Frequently Asked Questions
What events does Headroom’s pipeline extension system emit?
The engine emits pipeline:start, pipeline:step, pipeline:complete, and pipeline:error. Each carries a plain-object payload with stage-specific metadata such as token counts, transform names, and timing data.
Can I modify pipeline data inside an onPipelineEvent handler?
Yes. The callback receives mutable stage data and may run synchronously or return a Promise. This lets you inject additional bias information, trigger external CCR look-ups, or append custom telemetry tags before the next transform executes.

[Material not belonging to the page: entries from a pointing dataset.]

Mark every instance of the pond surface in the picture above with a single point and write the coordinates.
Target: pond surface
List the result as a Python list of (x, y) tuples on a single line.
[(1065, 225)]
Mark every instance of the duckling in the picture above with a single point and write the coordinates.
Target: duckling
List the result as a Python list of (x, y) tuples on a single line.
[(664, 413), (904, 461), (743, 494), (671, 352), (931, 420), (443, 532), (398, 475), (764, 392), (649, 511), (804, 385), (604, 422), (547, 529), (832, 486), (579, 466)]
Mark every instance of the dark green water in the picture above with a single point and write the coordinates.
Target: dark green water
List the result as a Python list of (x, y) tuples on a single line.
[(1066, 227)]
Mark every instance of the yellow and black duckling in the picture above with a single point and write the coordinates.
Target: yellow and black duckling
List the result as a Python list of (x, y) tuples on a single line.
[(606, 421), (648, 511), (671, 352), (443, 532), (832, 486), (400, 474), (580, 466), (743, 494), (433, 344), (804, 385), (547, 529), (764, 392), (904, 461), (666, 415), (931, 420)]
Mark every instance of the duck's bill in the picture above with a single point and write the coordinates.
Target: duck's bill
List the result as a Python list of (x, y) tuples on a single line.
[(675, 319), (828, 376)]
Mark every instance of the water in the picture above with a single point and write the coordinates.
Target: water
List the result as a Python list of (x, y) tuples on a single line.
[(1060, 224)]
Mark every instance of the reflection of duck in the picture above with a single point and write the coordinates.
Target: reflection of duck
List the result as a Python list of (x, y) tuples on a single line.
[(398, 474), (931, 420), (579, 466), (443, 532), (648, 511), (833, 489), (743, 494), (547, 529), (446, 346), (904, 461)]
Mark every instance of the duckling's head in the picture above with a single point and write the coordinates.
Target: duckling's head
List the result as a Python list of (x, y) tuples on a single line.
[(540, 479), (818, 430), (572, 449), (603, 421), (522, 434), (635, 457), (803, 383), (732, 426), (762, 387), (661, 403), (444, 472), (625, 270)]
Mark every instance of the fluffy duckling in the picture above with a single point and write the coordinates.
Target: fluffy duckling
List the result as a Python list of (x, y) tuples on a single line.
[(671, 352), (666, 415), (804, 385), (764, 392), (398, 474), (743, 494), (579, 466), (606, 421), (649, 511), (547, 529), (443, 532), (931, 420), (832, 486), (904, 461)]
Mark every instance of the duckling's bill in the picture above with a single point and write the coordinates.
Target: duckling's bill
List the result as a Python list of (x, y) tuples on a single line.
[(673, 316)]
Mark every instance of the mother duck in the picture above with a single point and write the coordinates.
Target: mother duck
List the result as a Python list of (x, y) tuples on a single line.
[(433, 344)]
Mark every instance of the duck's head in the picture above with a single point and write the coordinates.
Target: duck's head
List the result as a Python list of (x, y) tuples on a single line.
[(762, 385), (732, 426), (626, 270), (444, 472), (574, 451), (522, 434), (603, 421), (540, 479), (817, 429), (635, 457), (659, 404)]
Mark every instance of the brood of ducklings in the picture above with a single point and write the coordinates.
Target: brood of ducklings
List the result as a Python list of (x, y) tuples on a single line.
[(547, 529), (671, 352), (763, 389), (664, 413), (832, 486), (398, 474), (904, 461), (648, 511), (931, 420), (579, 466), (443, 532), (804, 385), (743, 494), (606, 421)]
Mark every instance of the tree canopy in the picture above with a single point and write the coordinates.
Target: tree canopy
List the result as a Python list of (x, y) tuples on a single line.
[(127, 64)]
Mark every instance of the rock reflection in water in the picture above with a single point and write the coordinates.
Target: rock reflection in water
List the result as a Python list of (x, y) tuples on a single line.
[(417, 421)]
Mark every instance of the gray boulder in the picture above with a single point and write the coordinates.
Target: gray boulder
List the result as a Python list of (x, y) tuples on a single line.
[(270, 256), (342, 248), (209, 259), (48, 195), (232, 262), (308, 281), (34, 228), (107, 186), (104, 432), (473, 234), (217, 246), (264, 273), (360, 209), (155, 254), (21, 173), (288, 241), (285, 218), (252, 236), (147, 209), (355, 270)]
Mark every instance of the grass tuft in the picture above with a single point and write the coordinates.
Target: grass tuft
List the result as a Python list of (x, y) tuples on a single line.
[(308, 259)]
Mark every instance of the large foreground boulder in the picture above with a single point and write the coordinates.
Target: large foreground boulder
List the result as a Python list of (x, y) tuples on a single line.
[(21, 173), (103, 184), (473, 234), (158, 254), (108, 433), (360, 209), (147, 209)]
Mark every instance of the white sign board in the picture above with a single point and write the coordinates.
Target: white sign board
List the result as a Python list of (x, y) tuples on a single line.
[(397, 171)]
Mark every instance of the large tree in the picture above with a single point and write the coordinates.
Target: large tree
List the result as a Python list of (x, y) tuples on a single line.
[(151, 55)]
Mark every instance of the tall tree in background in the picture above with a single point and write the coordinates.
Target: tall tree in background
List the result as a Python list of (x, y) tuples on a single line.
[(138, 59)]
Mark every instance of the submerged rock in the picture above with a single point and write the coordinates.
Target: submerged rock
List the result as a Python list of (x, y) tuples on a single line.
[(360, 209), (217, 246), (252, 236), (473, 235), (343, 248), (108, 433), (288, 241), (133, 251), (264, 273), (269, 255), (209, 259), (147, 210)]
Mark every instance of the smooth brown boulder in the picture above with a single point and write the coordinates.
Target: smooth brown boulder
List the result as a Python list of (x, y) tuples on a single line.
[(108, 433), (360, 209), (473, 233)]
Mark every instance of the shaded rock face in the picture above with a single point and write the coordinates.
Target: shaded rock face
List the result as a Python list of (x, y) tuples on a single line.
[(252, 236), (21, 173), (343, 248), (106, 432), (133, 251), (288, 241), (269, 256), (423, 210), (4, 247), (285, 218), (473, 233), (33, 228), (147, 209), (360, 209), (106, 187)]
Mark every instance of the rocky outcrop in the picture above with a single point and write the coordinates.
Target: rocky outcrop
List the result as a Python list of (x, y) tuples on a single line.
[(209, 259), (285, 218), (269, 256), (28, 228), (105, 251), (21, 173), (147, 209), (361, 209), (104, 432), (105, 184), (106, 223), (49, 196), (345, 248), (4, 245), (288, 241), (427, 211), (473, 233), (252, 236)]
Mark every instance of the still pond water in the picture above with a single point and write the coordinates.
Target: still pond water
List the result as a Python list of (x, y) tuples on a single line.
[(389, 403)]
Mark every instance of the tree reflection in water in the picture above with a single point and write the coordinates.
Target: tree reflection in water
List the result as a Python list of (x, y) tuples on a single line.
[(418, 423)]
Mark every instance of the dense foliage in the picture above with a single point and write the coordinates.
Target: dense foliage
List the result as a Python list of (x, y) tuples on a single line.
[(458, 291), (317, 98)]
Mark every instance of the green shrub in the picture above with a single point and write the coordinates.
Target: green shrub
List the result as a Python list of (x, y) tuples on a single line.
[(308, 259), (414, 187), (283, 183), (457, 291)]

How does onPipelineEvent differ from the postCompress hook?
onPipelineEvent fires multiple times per request—once per lifecycle stage—offering real-time, per-transform visibility. The postCompress hook fires exactly once after compress() returns and receives only the final CompressEvent aggregated from the last pipeline event.
Where is the pipeline engine implemented in the Headroom source code?
The pipeline engine that orchestrates transforms and invokes onPipelineEvent lives in plugins/openclaw/src/engine.ts. The client storing your callback is in sdk/typescript/src/client.ts, and the top-level orchestrator is sdk/typescript/src/compress.ts.